Hans Michael Heinig, Professor für öffentliches Recht und
Kirchenrecht an der Universität Göttingen:
- da haben wir nun einen Sprecher der evangelischen Fraktion. Ergänzend zur Qualifikation: Leiter des Kirchenrechtlichen Instituts der Evangelischen Kirche in Deutschland
Beschneidungsurteil: Juristisch und rechtsethisch fragwürdig
http://www.hagalil.com/archiv/2012/06/28/beschneidun…
Wie auch immer - gerade dieser Kommentar ist doch ebenfalls ausgesprochen " rechts-technisch orientiert" - oder nicht? Herr Heinigs Urteilsschelte unterscheidet sich doch von den hier vorgebrachten rechtlichen Argumenten lediglich dadurch, dass er die „grundrechtliche Kollisionslage“ zwischen dem Rechtsgut der körperlichen Unversehrtheit einerseits und dem elterlichen Recht zur religiösen Erziehung andererseits anders wertet als das Kölner Landgericht. Heinig gibt auch richtig als zusätzliche Begründung die Irreversibiliät der Beschneidung an, die einen Eingriff in die Religionsfreiheit des Kindes darstellt („diese Veränderung läuft dem Interesse des Kindes später selbst über seine Religionszugehörigkeit entscheiden zu können zuwider“).
Heinigs Argumentation läuft nun in erster Linie darauf hinaus, den Eingriff in die körperliche Unversehrtheit zu bagatellisieren (auch wenn er alle drei Begründungsschritte für fragwürdig hält). Vor allem hält er sich an dem in der Begründung angeführten Recht auf gewaltfreie Erziehung (§ 1631 Abs. 2 BGB Satz 1) fest. Dass „der soziale Sinn und das physiologische Geschehen einer kunstgerecht durchgeführten Zirkumzision“ etwas anderes sind als „körperliche Bestrafungen, seelische Verletzungen und andere entwürdigende Maßnahmen“ (das steht allerdings erst in Satz 2!) ist sicher richtig - dass eine Beschneidung eine elterlich angeordnete Gewalteinwirkung ist, vermag er jedoch nicht überzeugend zu widerlegen.
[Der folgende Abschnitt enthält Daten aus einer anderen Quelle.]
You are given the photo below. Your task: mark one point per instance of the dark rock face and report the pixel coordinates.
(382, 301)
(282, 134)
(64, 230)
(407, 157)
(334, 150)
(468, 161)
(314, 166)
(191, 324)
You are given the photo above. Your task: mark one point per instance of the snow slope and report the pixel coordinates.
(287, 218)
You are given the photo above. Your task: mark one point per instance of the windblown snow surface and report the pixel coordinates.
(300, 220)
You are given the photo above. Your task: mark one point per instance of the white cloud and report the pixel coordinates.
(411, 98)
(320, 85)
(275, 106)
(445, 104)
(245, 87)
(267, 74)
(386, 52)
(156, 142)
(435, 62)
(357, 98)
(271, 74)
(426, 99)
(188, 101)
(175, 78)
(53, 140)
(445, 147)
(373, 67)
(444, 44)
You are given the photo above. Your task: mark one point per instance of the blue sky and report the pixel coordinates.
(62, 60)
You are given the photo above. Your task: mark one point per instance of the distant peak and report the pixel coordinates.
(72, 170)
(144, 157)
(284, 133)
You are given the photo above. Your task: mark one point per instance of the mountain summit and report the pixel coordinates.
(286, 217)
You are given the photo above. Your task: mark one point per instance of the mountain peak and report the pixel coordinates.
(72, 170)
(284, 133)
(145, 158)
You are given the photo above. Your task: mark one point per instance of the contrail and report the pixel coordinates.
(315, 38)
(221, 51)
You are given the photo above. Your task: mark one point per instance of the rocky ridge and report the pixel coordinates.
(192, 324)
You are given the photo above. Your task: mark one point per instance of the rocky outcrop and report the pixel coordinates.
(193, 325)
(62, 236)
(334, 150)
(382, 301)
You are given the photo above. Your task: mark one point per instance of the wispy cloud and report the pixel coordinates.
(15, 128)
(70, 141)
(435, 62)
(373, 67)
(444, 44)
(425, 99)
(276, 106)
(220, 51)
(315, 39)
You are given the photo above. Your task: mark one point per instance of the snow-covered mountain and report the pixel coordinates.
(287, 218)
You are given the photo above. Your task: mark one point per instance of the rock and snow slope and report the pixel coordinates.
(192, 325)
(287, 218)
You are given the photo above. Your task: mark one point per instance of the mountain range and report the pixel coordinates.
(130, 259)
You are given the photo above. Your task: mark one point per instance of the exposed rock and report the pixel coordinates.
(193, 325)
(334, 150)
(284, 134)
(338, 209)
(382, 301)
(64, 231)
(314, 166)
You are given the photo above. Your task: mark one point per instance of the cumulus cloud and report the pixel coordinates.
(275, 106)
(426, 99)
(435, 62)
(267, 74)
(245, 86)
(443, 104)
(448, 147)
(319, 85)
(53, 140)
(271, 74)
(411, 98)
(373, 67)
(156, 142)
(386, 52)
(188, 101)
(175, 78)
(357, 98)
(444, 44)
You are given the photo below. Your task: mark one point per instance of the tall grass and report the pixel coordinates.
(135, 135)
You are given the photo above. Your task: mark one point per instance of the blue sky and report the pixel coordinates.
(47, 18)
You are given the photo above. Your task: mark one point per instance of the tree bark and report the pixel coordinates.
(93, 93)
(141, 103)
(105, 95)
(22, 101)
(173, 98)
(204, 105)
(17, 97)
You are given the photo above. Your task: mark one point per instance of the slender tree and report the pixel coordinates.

Auf das deutlich höher zu wertende Grundrecht des Kindes auf körperliche Unversehrtheit und Selbstbestimmung gemäß Artikel 2 Abs.1 und 2 Satz 1 GG geht Heinig (wohl aus gutem Grund) gar nicht erst ein. Dafür verbeisst er sich ausführlich und langatmig (und z.T. mit rechtsfremden Argumenten) in die dritte - zugegeben schwächste - Begründung. Die allerdings die zweite und vor allem die erste, zu der Heinig nichts Substantielles zu sagen hat, lediglich stützt und als eigenständige Begründung sicherlich nicht hinreichend wäre.
Völlig abwegig und eines Juristen mE unwürdig dann diese Einlassung:
„eine gewisse historische und kulturelle Sensibilität, ein Sinn für das, was man mit einem Urteil anrichtet, wünscht man sich aber doch von der Justiz.“
Was „man“ sich von der Justiz erst einmal wünscht ist, dass sie die Gesetze anwendet - und nicht, dass sich Richter bei der Rechtsprechung statt von den Gesetzen von „historischer und kultureller Sensibilität“ gegenüber den Kirchen und anderen religiösen Gemeinschaften und einem Sinn, „was sie mit einem Urteil anrichten“ leiten lassen. Dies können und müssen sie ggf. bei der Bemessung des Strafmaßes tun. Und genau dies haben die Richter des Landgerichts Köln auch getan, als sie den angeklagten Arzt wegen Verbotsirrtum freigesprochen haben.